When I get to where nobody knows where I am, I start to feel like one of the hills above me. I roll back from the ridge into brush that could be hiding anything–the mountain lion Ray said he heard yesterday, the deer Ray is always hunting. Last night Ray said the Greek told him there’s an injured bear stumbling around the hill, that I should be careful ‘on my little walks’, but I am sitting on soft needles not needing anything. When I have no pain in my body, I’m most invisible to myself. It’s not as if I’m asleep–when I hear Ray’s gun firing, I know what might have died.

This morning a cow frightened me–I was walking along Highway 3, staying to the left side of the road in my sweater that matches the many facets of blue and purple rock rising to my left; to my right, a ditch; beyond it, a narrow pasture of cows. Beyond that, mountains that are like shadows of something that has been sleeping for longer than I’ve been alive. Soon, on the road ahead I could see darkness coming out of the ditch that wasn’t part of the night still clinging to the reeds or my eyes.
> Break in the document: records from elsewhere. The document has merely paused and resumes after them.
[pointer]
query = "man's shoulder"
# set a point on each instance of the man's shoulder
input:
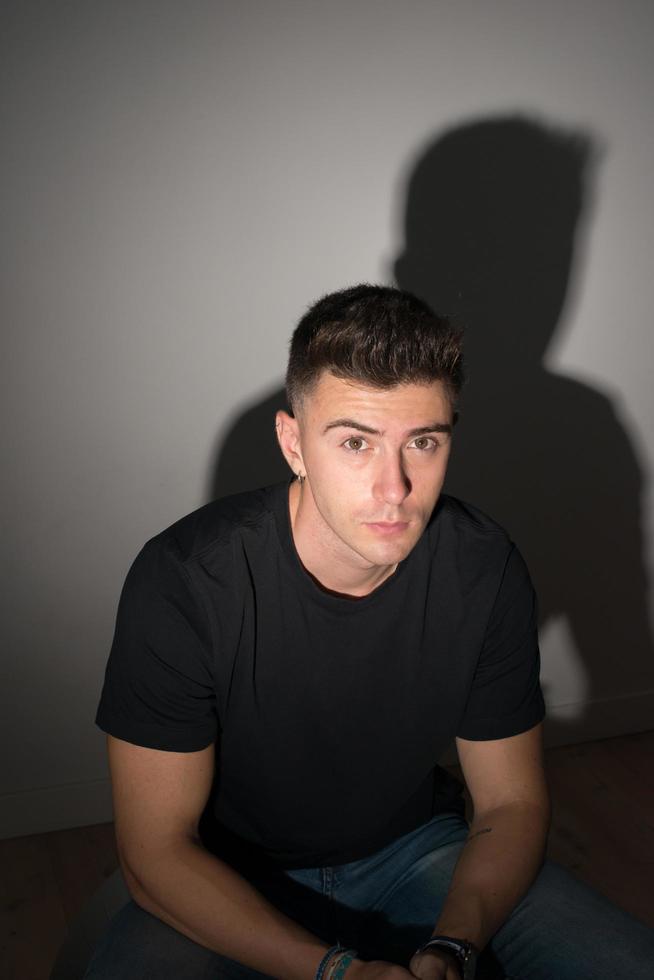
(214, 525)
(467, 522)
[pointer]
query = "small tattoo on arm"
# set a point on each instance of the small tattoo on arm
(486, 830)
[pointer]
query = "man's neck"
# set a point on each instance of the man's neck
(329, 569)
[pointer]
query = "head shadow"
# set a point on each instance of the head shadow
(494, 218)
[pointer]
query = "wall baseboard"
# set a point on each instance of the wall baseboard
(39, 811)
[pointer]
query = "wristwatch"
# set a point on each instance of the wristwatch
(466, 953)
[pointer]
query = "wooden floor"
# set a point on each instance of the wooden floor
(603, 831)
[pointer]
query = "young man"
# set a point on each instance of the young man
(288, 666)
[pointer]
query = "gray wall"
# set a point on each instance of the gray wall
(180, 179)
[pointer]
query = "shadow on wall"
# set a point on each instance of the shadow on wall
(493, 210)
(492, 213)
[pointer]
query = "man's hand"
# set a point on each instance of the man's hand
(436, 964)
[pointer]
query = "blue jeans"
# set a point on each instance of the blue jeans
(387, 904)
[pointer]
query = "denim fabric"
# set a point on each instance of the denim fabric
(386, 905)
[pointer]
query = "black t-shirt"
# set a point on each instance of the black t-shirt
(329, 713)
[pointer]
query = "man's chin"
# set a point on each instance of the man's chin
(388, 549)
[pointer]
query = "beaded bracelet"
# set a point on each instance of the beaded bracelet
(320, 972)
(338, 967)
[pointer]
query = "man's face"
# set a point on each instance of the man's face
(375, 462)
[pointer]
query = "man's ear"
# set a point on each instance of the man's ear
(288, 437)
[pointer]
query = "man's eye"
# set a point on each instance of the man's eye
(425, 443)
(355, 444)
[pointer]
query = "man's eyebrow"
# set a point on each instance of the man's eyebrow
(360, 427)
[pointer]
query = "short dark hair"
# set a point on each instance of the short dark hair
(377, 336)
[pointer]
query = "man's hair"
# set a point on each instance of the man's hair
(376, 336)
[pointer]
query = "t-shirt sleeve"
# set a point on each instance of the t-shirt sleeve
(506, 698)
(159, 688)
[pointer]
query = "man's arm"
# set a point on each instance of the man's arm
(506, 845)
(158, 799)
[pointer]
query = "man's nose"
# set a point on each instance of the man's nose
(391, 480)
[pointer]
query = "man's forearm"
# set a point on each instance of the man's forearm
(202, 897)
(500, 860)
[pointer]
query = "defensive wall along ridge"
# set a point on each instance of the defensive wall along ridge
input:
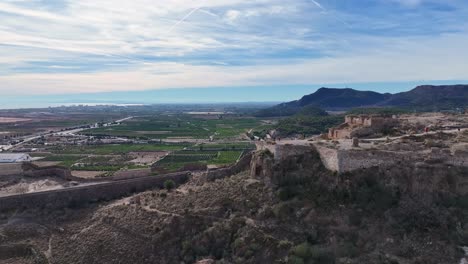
(347, 160)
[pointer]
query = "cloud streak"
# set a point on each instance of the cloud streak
(87, 45)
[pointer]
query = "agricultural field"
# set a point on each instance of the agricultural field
(117, 149)
(197, 160)
(178, 127)
(111, 158)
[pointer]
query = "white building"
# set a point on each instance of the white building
(14, 157)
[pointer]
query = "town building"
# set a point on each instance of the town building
(14, 157)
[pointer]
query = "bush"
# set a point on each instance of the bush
(315, 254)
(169, 185)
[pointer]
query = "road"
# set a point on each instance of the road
(70, 132)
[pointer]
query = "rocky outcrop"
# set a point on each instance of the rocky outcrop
(289, 164)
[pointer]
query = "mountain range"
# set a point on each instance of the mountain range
(421, 98)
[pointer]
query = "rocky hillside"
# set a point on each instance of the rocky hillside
(437, 97)
(290, 210)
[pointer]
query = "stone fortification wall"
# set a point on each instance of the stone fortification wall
(242, 165)
(350, 160)
(347, 160)
(77, 196)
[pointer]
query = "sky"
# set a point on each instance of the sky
(225, 50)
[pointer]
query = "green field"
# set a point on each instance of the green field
(180, 126)
(116, 149)
(179, 160)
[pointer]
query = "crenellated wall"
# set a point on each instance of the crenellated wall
(241, 165)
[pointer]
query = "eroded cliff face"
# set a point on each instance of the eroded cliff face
(298, 164)
(289, 164)
(287, 209)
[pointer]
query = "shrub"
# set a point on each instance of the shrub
(285, 244)
(315, 254)
(169, 185)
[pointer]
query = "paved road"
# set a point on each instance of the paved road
(61, 133)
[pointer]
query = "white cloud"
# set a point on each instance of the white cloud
(180, 43)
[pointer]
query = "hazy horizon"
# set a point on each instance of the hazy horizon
(57, 48)
(216, 95)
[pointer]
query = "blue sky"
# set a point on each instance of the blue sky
(220, 50)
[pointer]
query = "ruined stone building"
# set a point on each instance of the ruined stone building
(362, 125)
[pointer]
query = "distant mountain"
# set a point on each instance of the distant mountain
(426, 97)
(430, 96)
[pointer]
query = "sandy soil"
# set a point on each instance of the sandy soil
(46, 163)
(86, 174)
(4, 120)
(26, 186)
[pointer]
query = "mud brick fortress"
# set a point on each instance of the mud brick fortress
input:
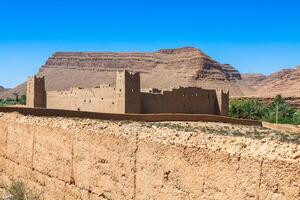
(127, 97)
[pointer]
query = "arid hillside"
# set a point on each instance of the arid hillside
(1, 88)
(285, 82)
(64, 158)
(162, 69)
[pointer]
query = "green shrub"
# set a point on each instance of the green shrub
(18, 191)
(277, 112)
(246, 109)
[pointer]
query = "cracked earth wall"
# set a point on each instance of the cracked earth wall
(78, 164)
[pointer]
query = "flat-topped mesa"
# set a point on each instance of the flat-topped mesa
(190, 59)
(160, 69)
(126, 97)
(2, 89)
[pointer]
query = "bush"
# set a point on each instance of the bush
(246, 109)
(278, 111)
(18, 191)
When I got closer I could see the cow that must have escaped from the others. It was white and black and saw me coming and began to run away between the road and the ditch, sometimes darting–it moved spryly for an enormous animal–into the reeds. I would lose track of it, but soon it would put its head out of the reeds and we would see each other again. Then it would take off running between the road and ditch. I imagined walking into town with a cow running before me, laughing silently like a powerful man, one of the men I see passing in pickup trucks. For maybe half a mile that’s how it was– me imagining my walk into town preceded by the cow, imagining my hands having a wideness they don’t actually possess as I nodded at the people who would be gathering to me. When I imagined standing in the middle of a crowd, I saw myself as a creature neither man nor woman, but something unregarded by sex–a windmill or an ax or a wisp of smoking coming from a chimney; a child maybe. I thought of the boots I was wearing and saw them as part of the scene I was watching in my thoughts as I walked, the cow still running from me but now, I also thought, running with me. When I got into town, I would be nothing but a wisp, but I would still be wearing boots, so people would want to think of magic and spells, or probably they would not want to think at all, they would just want to marvel at the cow running from a wisp wearing boots. But then the cow stopped running and turned toward me. I stopped. I could feel fear coming toward me; then it was closer; then it was in my body. I could hear the weight of the cow striking the road with its hooves. I thought, It must be time, now it is going to charge me into the rock I’m so enamored of looking like.

We stood for a while facing each other, me on one side of the road, the cow on the other. I had to turn and start walking; the cow was good at staring. Now the cow walked along behind me, reversing time. When I got back to the cabin the cow stood at the end of the driveway, admiring, I imagined, how it was regarded by the other cows–look at that cow herding a person. I went inside and the cow went back to grazing by the road. It was early in the morning; I had not yet woken up. The fire I’d built last night had just a little bit of heat left; I gathered it alongside my body and went back to sleep.